Switchblade can also be launched from the existing 70mm rocket tubes used on army helicopters. Moving at up to a kilometer a minute, the Switchblade can stay in the air for 20-40 minutes (depending on whether or not it is armed with explosives). The armed version can be flown to a target and detonated, having about the same explosive effect as a hand grenade. Thus, Switchblade enables ground troops to get at an enemy taking cover in a hard to see location. Technically a guided missile, the use of Switchblade as a reconnaissance tool encouraged developers to refer to it as a UAV. But because of the warhead option, and its slow speed, Switchblade also functions like a rather small cruise missile. The troops were particularly enthusiastic about the armed version because it allowed them to easily take out snipers or a few bad guys in a compound full of civilians. It was these sort of situations that apparently led to the request for LMAMS.

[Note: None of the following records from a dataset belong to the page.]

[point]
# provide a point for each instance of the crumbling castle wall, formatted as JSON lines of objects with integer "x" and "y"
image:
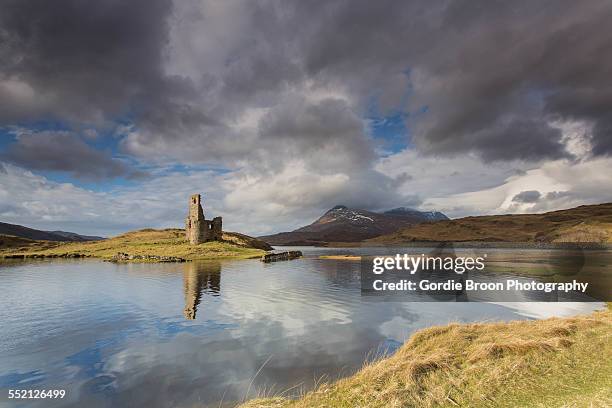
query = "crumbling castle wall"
{"x": 197, "y": 228}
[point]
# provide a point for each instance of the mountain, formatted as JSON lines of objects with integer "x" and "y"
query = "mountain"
{"x": 343, "y": 224}
{"x": 587, "y": 223}
{"x": 30, "y": 233}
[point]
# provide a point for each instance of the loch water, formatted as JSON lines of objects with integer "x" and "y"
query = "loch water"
{"x": 205, "y": 333}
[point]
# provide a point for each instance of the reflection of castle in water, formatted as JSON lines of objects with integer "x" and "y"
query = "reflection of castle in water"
{"x": 199, "y": 278}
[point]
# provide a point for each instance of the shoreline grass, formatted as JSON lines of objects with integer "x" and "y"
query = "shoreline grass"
{"x": 557, "y": 362}
{"x": 168, "y": 242}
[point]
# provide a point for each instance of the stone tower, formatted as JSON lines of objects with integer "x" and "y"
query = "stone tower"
{"x": 197, "y": 228}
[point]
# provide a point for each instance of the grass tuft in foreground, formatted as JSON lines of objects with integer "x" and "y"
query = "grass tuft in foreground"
{"x": 559, "y": 362}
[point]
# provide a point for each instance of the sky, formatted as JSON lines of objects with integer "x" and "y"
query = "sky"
{"x": 113, "y": 112}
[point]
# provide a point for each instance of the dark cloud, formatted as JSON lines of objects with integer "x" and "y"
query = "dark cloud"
{"x": 66, "y": 152}
{"x": 530, "y": 196}
{"x": 475, "y": 76}
{"x": 84, "y": 61}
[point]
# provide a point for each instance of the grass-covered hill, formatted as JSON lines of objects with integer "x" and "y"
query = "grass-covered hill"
{"x": 559, "y": 362}
{"x": 167, "y": 242}
{"x": 587, "y": 223}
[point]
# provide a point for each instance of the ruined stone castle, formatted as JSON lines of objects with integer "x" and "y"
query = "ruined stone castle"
{"x": 197, "y": 228}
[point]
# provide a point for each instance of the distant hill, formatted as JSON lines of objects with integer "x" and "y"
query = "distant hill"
{"x": 343, "y": 224}
{"x": 168, "y": 242}
{"x": 587, "y": 223}
{"x": 38, "y": 235}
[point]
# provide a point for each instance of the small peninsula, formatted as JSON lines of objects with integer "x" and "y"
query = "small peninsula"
{"x": 201, "y": 239}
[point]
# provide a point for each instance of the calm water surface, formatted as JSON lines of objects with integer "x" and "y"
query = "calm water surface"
{"x": 203, "y": 332}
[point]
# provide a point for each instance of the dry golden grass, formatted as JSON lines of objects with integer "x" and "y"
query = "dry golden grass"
{"x": 548, "y": 363}
{"x": 589, "y": 223}
{"x": 168, "y": 242}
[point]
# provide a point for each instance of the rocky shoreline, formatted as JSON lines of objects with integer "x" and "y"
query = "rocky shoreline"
{"x": 123, "y": 257}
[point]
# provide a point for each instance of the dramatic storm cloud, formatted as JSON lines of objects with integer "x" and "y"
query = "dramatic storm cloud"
{"x": 280, "y": 103}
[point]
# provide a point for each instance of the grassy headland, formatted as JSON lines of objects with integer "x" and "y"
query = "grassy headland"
{"x": 167, "y": 242}
{"x": 584, "y": 224}
{"x": 558, "y": 362}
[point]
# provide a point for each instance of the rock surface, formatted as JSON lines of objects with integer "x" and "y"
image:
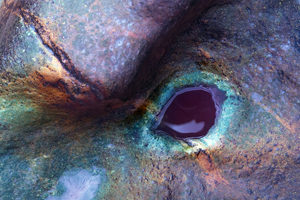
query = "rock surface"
{"x": 247, "y": 48}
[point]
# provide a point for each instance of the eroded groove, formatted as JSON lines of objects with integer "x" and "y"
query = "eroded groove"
{"x": 59, "y": 53}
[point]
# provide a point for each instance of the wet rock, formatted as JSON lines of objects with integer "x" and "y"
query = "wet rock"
{"x": 100, "y": 53}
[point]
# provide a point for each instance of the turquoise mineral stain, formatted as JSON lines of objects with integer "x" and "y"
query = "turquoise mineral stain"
{"x": 191, "y": 112}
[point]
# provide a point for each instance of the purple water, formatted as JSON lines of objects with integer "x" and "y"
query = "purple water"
{"x": 191, "y": 112}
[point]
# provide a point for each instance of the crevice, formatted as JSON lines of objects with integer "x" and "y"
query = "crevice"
{"x": 59, "y": 53}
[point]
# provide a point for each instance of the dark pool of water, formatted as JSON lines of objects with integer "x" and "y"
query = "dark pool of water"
{"x": 191, "y": 112}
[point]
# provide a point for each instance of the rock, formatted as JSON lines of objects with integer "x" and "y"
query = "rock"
{"x": 101, "y": 54}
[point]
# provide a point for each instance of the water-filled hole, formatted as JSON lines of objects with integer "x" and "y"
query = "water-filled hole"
{"x": 191, "y": 112}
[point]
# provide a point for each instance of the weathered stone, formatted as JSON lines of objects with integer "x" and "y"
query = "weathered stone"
{"x": 249, "y": 49}
{"x": 105, "y": 52}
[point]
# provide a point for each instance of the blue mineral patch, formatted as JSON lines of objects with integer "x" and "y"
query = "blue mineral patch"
{"x": 230, "y": 111}
{"x": 79, "y": 184}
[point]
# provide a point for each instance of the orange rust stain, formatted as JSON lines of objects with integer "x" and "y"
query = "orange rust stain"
{"x": 214, "y": 175}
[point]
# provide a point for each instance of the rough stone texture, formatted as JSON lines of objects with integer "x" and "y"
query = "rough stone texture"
{"x": 249, "y": 49}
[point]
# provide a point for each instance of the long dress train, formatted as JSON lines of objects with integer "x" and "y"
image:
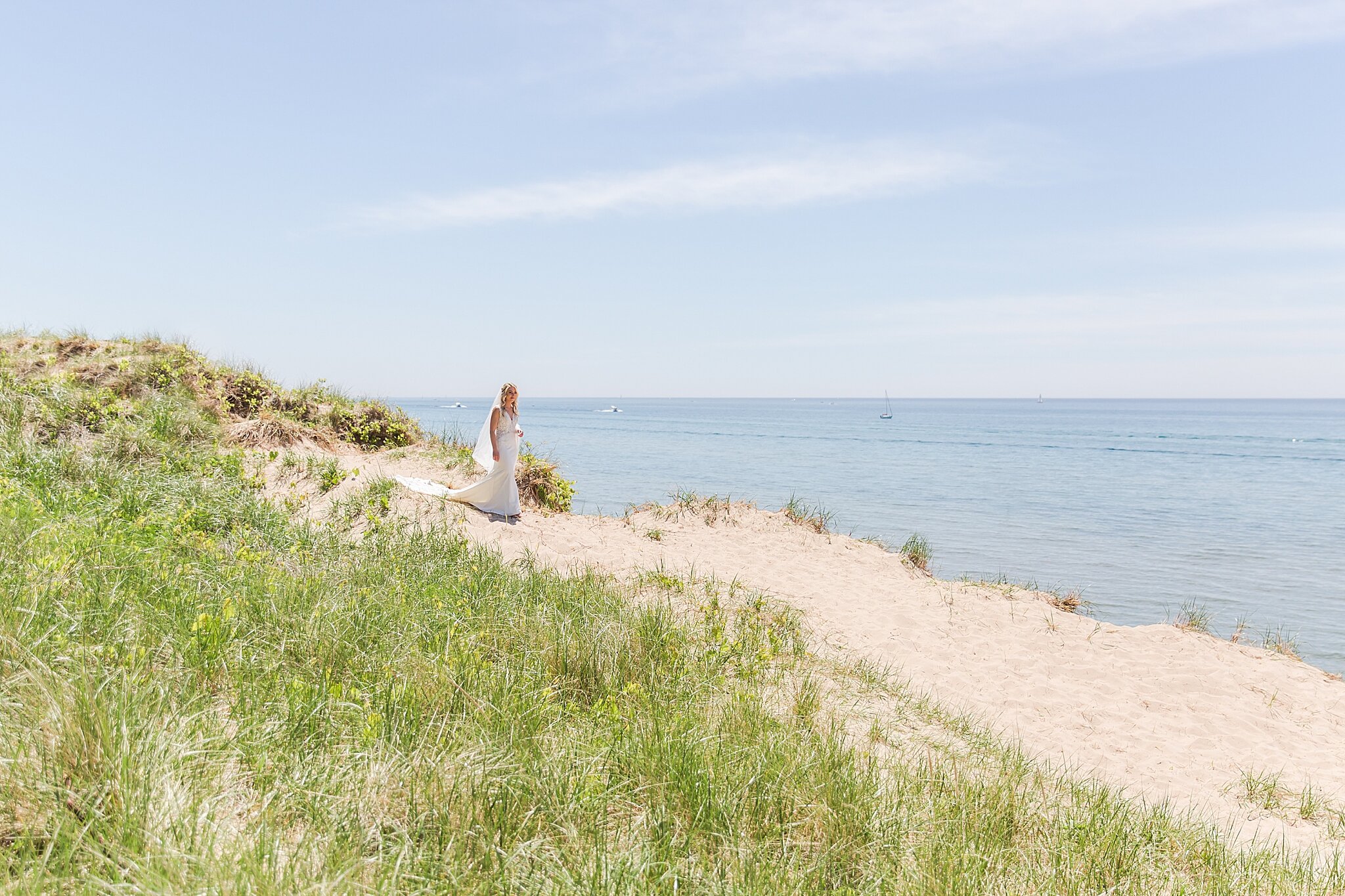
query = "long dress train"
{"x": 498, "y": 492}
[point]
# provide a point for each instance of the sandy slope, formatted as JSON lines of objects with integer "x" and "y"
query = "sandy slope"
{"x": 1168, "y": 714}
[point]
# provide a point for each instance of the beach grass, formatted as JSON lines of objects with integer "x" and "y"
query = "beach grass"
{"x": 813, "y": 516}
{"x": 201, "y": 695}
{"x": 916, "y": 551}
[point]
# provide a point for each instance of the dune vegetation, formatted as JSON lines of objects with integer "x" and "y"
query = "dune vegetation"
{"x": 200, "y": 694}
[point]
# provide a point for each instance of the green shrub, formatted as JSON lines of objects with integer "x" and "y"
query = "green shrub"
{"x": 373, "y": 425}
{"x": 245, "y": 393}
{"x": 540, "y": 479}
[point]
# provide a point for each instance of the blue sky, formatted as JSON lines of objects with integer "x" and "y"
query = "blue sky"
{"x": 757, "y": 198}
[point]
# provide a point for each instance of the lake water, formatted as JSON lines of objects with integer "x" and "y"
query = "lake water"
{"x": 1143, "y": 505}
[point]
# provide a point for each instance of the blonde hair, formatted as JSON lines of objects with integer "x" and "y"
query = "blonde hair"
{"x": 503, "y": 393}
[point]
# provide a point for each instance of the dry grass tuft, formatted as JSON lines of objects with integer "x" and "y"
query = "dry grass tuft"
{"x": 540, "y": 482}
{"x": 265, "y": 431}
{"x": 76, "y": 345}
{"x": 1070, "y": 602}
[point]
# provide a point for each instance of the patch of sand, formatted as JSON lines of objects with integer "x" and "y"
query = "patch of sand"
{"x": 1165, "y": 714}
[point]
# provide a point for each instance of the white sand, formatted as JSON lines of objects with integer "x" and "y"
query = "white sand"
{"x": 1169, "y": 715}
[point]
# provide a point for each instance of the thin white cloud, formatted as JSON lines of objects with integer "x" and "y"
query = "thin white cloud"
{"x": 1296, "y": 312}
{"x": 830, "y": 175}
{"x": 1301, "y": 233}
{"x": 701, "y": 43}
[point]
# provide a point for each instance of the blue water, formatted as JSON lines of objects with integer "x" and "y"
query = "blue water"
{"x": 1142, "y": 504}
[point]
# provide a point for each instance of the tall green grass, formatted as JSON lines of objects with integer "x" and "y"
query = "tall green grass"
{"x": 198, "y": 695}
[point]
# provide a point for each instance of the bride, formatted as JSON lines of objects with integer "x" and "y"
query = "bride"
{"x": 496, "y": 450}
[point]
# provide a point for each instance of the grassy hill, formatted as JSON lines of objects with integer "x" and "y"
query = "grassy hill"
{"x": 201, "y": 695}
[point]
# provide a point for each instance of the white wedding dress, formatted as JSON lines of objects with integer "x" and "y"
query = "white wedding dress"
{"x": 498, "y": 492}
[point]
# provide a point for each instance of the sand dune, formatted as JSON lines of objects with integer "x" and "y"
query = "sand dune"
{"x": 1166, "y": 714}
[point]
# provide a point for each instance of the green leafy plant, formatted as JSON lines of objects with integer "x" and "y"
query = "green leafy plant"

Others noticed Switchblade. In 2015 An Israeli firm has introduced a new loitering UAV, portable enough (weighing 3 kg/6.6 pounds) for the infantry to carry and use. The Hero 30 has 30 minutes endurance and has a small warhead that can use used to turn it into a weapon if the onboard vidcam indicates a target that has to be taken care of immediately. Otherwise it can be landed and reused. Hero 30 is based on the older Hero 400 which weighs 40 kg and has an 8 kg (18 pound) warhead. This UAV has a four hour endurance and can operate up to 150 kilometers from the operator. But Israel noticed that the United States was having lot of success (and demand from SOCOM and infantry units) for the similar (to Hero 30) Switchblade.